This is an extraordinary time for anyone interested in Egyptian tombs.
A new fascinating film, Secrets of the Saqqara Tomb, has premiered on Netflix. Plus, we just learned that over 100 new ancient coffins and rare 40 wooden and gilded statues have been discovered in Saqqara, meaning another film is probably in order!
Saqqara Keeps Revealing More
Saqqara is home to the first-known burial pyramid, the Step Pyramid of King Djoser, as well as over a dozen others. Today, the vast pharaonic necropolis 20 miles south of Cairo reveals ever more finds with more predicted soon.
At the feet of the Step Pyramid of Djoser, a makeshift exhibit took place on November 14, 2020. The exhibit showed off the colorful, exquisitely detailed finds from Saqqara, part of the ancient capital of Memphis.
Although thousands of years old, the relics remain delicately painted and decorated. Notably, some look incredibly ornate. It’s as though they were created a short time ago.
Tourism and Antiquities Minister Khaled El-Anany spoke to a news conference:
“Saqqara has yet to reveal all of its contents. It is a treasure,” El-Anany said. “Excavations are still underway. Whenever we empty a burial shaft of sarcophagi, we find an entrance to another.”
The Ptolemaic Dynasty
The perfectly preserved wooded coffins are sealed, and many have mummies inside, now seeing daylight for the first time in at least 2,500 years. Notably, they came from the Ptolemaic dynasty that ruled Egypt for some 300 years from 320 BC to about 30 BC, and the Late Period (664-332 BC).
See some of the finds from Al Jazeera English below:
The Grand Egyptian Museum
Today, some of the coffins are on their way to a new museum near the Giza Pyramids. Hopefully, the new Grand Egyptian Museum may display some of the coffins in public if it opens next year.
Earlier in September, some 140 sealed sarcophagi containing mummies were found in the same area of Saqqara.

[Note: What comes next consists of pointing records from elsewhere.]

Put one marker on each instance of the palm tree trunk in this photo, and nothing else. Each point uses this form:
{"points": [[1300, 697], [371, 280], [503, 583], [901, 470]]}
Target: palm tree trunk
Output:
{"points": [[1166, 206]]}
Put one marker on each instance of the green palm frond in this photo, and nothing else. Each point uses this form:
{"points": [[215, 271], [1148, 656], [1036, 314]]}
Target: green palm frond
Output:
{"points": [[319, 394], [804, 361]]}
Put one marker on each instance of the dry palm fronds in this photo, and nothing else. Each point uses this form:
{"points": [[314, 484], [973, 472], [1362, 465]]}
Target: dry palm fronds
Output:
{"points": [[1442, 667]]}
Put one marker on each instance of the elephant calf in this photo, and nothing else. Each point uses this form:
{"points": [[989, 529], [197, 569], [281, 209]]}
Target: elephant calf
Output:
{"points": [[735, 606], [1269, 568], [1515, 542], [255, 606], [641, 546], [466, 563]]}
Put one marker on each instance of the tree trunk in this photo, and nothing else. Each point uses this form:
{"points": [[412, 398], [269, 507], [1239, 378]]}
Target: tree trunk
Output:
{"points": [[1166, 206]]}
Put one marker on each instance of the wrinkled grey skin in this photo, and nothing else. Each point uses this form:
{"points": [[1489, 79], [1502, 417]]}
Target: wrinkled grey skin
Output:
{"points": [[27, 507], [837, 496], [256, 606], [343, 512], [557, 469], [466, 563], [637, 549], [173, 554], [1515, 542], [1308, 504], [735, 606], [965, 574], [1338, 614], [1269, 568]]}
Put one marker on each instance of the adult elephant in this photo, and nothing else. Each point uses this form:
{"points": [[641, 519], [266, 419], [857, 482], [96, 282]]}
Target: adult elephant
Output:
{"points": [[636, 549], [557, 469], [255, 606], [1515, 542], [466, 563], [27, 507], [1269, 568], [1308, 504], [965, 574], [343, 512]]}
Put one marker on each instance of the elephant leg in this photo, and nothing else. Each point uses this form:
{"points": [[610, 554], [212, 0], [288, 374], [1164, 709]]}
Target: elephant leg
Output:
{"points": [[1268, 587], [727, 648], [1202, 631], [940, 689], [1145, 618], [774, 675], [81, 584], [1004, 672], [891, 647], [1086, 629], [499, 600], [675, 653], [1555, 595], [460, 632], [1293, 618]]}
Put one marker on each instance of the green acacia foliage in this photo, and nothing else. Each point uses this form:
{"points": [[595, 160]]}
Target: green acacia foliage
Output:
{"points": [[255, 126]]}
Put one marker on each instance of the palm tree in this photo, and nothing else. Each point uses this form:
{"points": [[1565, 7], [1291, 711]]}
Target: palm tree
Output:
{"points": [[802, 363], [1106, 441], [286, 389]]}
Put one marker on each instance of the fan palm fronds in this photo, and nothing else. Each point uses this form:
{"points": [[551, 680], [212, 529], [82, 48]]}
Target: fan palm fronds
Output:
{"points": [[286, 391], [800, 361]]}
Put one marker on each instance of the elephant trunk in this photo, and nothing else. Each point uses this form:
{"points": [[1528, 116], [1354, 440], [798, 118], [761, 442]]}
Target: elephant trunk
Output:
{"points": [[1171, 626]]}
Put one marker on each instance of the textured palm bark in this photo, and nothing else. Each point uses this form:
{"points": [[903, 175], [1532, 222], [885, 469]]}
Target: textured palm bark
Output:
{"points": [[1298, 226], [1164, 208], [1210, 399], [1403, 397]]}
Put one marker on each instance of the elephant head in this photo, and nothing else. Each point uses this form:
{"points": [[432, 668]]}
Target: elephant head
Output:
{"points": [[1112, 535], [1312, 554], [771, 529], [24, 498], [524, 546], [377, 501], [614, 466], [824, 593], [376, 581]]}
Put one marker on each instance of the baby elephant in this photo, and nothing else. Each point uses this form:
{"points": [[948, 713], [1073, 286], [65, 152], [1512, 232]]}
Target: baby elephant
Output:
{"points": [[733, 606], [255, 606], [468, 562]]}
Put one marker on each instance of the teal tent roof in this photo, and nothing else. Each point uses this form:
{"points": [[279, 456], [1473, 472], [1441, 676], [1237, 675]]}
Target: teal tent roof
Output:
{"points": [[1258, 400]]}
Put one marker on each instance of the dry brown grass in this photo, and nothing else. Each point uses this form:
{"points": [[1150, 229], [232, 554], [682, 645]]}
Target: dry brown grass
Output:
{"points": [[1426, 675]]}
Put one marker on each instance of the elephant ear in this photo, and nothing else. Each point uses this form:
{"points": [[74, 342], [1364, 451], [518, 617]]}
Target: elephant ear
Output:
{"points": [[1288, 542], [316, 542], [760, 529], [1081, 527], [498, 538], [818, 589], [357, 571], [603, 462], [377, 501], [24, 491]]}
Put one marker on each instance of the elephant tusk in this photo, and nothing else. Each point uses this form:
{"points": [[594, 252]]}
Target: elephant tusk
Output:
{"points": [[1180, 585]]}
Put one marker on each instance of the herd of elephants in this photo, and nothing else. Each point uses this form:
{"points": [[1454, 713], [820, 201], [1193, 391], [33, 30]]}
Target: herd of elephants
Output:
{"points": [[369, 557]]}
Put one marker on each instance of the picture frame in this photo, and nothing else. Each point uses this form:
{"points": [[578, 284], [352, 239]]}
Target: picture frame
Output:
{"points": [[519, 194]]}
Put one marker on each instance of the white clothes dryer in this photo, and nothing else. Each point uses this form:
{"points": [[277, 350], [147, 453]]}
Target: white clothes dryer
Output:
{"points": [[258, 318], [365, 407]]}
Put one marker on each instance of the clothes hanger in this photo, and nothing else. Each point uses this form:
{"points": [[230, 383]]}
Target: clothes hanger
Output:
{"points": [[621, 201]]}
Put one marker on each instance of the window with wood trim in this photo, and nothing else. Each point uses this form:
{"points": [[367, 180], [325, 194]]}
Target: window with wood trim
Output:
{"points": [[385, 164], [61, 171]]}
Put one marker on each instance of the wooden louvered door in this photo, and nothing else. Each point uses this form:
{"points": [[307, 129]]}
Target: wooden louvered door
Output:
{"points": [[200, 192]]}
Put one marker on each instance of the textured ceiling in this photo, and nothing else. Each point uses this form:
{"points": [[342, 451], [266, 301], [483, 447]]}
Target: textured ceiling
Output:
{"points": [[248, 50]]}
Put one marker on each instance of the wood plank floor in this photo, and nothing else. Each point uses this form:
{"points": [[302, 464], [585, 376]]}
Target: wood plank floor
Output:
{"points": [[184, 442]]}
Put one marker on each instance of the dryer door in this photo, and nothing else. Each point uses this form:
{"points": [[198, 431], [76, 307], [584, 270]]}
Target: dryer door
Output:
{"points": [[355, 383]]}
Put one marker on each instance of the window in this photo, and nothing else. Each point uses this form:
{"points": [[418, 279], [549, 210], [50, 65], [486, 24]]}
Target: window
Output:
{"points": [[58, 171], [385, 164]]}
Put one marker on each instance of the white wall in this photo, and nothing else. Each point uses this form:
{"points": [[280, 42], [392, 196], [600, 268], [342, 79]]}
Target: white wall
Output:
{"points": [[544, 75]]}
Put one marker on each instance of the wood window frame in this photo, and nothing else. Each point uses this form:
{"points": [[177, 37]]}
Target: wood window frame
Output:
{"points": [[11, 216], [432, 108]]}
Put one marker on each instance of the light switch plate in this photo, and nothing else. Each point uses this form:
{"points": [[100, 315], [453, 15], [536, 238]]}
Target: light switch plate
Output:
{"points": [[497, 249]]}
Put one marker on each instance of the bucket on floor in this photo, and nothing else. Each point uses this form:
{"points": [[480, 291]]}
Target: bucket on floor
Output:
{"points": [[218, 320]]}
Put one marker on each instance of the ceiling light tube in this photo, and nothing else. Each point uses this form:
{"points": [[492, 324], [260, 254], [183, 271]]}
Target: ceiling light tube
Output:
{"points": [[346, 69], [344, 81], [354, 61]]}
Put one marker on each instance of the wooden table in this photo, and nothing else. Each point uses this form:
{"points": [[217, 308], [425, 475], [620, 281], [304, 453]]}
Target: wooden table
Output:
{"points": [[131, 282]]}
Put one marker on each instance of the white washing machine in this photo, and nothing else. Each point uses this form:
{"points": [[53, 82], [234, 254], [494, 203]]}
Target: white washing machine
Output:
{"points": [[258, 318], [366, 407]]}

Among them was a cache of mummified animals, including a lion cub. The Netflix movie focuses on this find, a previously unknown royal priest called “Wahtye”, and his family.
Mostafa Waziri from the Egyptian Supreme Council of Antiquities says he expects to locate an ancient workshop where the coffins were created –perhaps in 2021.
Despite the pandemic, Egypt reopened its borders to visitors in July. After revealing these discoveries, they hope to see a surge in tourism, which has waned due to Covid-19.